Tressel was asked his thoughts on the pressure Smith is under.
"Here's a guy that's won 131 games as a head football coach," he said. "There's not that many people in the world who have done that. He's in a very difficult conference, and it's a battle. The teams that he plays every year that don't roll off his schedule are Michigan and Penn State. He's got a tough task at hand. Wherever he's been, he's been a winner. Sometimes the injury bug hits you, sometimes the ball bounces the wrong way, but no one will ever convince me otherwise other than John L.'s a winner."
- Smith gave an update on wide receiver Matt Trannon, who appeared to have suffered a serious injury against Michigan. However, Smith said that there may even be a chance Trannon could play this week. "I just don't expect him to be able to go this week. After this, it's not anymore than that. And it is a possibility that he could go this week," Smith said. "It's a sprained ankle; he had a tweaked hamstring the week prior, so that's nothing new. We'll have to wait and see."
- Smith feels his team has improved from a preparation standpoint in recent weeks despite the losses, and he feels like quarterback Drew Stanton has been able to keep a level head despite being banged up. "I think his mental outlook has been positive," Smith said. "One thing about Drew, he's going to put it behind him and he's going to get better every day or at least attempt to and try to lead his teammates. You couldn't ask for a better kid than that to have on your football team."

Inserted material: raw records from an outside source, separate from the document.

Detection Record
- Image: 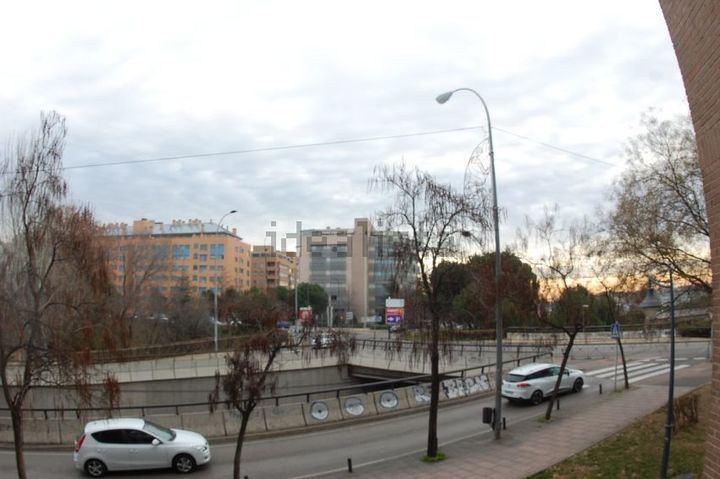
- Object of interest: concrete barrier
[222,405,268,436]
[23,419,60,444]
[263,403,307,431]
[145,414,183,429]
[303,398,343,425]
[340,394,378,419]
[180,411,227,437]
[0,374,492,445]
[58,418,87,445]
[373,388,410,414]
[407,383,430,408]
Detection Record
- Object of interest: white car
[502,363,585,404]
[73,418,210,477]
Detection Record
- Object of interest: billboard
[385,298,405,324]
[298,306,313,326]
[385,308,405,324]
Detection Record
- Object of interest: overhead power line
[7,125,617,174]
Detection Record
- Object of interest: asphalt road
[0,349,710,479]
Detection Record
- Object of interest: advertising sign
[385,308,405,324]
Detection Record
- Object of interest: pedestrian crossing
[585,358,691,384]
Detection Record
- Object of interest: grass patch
[421,451,446,462]
[529,386,710,479]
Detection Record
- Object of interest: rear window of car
[507,374,525,383]
[92,429,125,444]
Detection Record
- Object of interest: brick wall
[660,0,720,477]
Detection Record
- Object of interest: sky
[0,0,688,253]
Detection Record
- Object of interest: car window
[92,429,126,444]
[143,421,175,441]
[125,429,155,444]
[507,374,525,383]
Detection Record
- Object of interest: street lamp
[213,210,237,353]
[436,88,503,439]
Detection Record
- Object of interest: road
[0,349,710,479]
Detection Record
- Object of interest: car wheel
[85,459,107,477]
[173,454,195,474]
[573,378,584,393]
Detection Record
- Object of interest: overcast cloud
[0,0,687,248]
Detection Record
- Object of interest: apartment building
[298,218,411,321]
[102,218,252,294]
[251,245,297,293]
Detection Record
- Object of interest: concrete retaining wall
[0,374,491,446]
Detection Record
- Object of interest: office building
[298,218,411,323]
[102,218,251,295]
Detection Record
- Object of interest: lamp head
[435,91,454,105]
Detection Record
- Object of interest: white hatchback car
[73,418,210,477]
[502,363,585,404]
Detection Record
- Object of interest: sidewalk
[324,386,691,479]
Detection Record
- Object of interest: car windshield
[143,421,175,441]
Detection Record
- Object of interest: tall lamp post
[436,88,503,439]
[213,210,237,353]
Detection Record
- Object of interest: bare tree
[101,239,169,348]
[209,292,354,479]
[518,207,588,420]
[370,165,491,458]
[605,115,712,292]
[0,112,108,478]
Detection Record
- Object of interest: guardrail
[0,351,553,419]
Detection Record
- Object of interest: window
[173,244,190,259]
[210,244,225,259]
[125,429,155,444]
[92,429,126,444]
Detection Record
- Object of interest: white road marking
[628,364,690,383]
[596,363,669,379]
[585,361,645,376]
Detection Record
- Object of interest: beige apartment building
[298,218,412,322]
[251,245,297,293]
[102,218,252,294]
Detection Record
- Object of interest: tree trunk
[233,409,252,479]
[427,312,440,457]
[545,330,577,421]
[10,406,27,479]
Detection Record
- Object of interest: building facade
[102,218,252,295]
[251,245,297,293]
[298,218,408,322]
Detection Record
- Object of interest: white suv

- Tressel was asked about how the first BCS rankings, due out Sunday,
would affect the overall scheme of things. His answer gave a clear
impression that the rankings aren't exactly important. "I just learned that
they're coming out from you," Tressel said. "I didn't even know that the BCS
rankings were coming out this Sunday, so that tells you how much stock I put
"The only thing we've ever discussed about the BCS from the get-go is that the only chance you have to play in the championship game is if you win all of your regular season games. So you better go to work and try to do that and worry about the BCS rankings some other time, so that's the way we've always approached it. "

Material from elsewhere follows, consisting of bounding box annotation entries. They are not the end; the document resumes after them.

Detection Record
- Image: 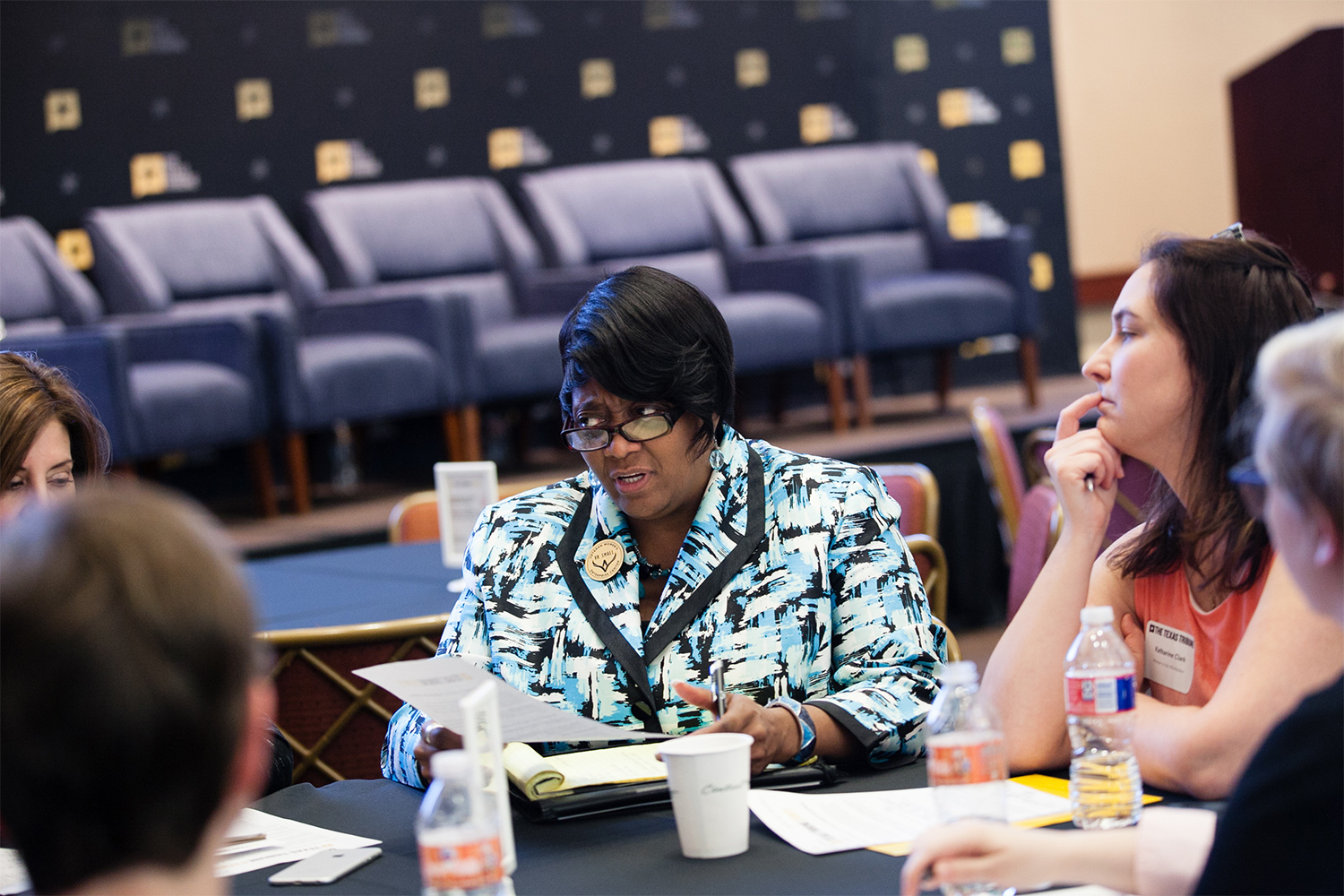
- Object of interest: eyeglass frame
[561,407,685,452]
[1228,454,1269,520]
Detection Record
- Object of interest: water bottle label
[1064,673,1134,716]
[419,836,504,891]
[929,737,1008,788]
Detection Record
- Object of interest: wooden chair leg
[823,361,849,433]
[247,438,280,519]
[935,348,952,414]
[1018,336,1040,407]
[285,433,314,513]
[854,355,873,430]
[444,404,481,461]
[771,371,789,426]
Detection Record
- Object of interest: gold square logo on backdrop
[948,202,980,239]
[131,151,168,199]
[738,47,771,90]
[416,68,449,108]
[486,127,523,170]
[308,9,340,47]
[938,89,970,127]
[56,228,93,270]
[234,78,271,121]
[892,33,929,73]
[481,3,513,38]
[314,140,351,184]
[1030,253,1055,293]
[580,59,616,99]
[798,102,835,145]
[45,90,83,134]
[1008,140,1046,180]
[650,116,685,156]
[999,28,1037,65]
[919,149,938,177]
[121,19,155,56]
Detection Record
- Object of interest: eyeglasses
[561,409,685,452]
[1228,455,1266,519]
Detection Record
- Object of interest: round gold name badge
[583,538,625,582]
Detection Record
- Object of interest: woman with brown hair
[983,226,1344,798]
[0,352,110,520]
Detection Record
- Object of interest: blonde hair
[1255,313,1344,530]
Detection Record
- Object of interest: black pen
[710,659,728,719]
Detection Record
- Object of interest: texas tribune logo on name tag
[583,538,625,582]
[1144,619,1195,694]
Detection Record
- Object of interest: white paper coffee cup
[659,734,753,858]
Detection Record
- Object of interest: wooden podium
[1228,28,1344,296]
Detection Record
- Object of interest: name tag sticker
[1144,619,1195,694]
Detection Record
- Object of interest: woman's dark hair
[561,264,734,452]
[1112,231,1314,591]
[0,352,112,485]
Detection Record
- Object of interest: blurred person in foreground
[0,352,110,521]
[0,352,295,793]
[902,313,1344,895]
[382,266,946,788]
[0,487,276,893]
[981,224,1344,799]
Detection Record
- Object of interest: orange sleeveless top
[1134,552,1274,707]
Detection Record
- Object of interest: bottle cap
[938,659,980,685]
[429,750,472,780]
[1078,606,1116,626]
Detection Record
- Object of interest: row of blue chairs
[0,142,1037,513]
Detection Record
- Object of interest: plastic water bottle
[416,750,511,896]
[1064,607,1144,829]
[925,662,1011,896]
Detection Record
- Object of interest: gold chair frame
[873,463,943,536]
[255,617,448,782]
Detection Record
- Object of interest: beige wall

- The 12-game schedule is a popular topic of conversation in the Big Ten teleconference, and Tressel was asked this week if the schedule has had any affect on the amount of injuries seen across the nation. "I'm not so sure that we can prove that," he said. "After six weeks -- let's pretend that our open week that this coming week -- after six weeks, you probably will have played less plays than you typically will have played a year ago in a six-game stretch. I don't know that we could say that we could point a finger at the 12-game schedule for an injury thing. Now I think it would be very healthy to study that at the end of the year and see if there's a higher incidence of this or that. Have there been more injuries, or perhaps have their been less injuries and how can we account for that? Is the fact that the game's a little shorter maybe the reason that we have less injuries? I'm going to be very interested to see how that all plays out."
- Tressel was also asked a miscellaneous question
about the tradition of OSU's Buckeye Leaf helmet stickers. He gave some
insight as to how they are earned and what they mean to the players. "Our Buckeye leaves are primarily earned through your participation on a unit,"
he said. "The guys with the most Buckeye leaves quite honestly are the ones on the special
teams units. You can earn leaves as a member of the offensive unit, you can earn
them as a member of the defensive unit, and you can earn one as an individual if
you happened to have graded a winning performance and played more than 25 plays
in a game. Really most of the awards, you have to win as a part of a unit.
"I think it's something that has been storied here for quite some time. The size of the leaf has changed. The criteria for how you get them has changed over the course of the years many, many different times. I think it's something that our guys take a lot of pride in, and not so much in displaying them on their helmet but in challenging themselves in how many they can accumulate for the year."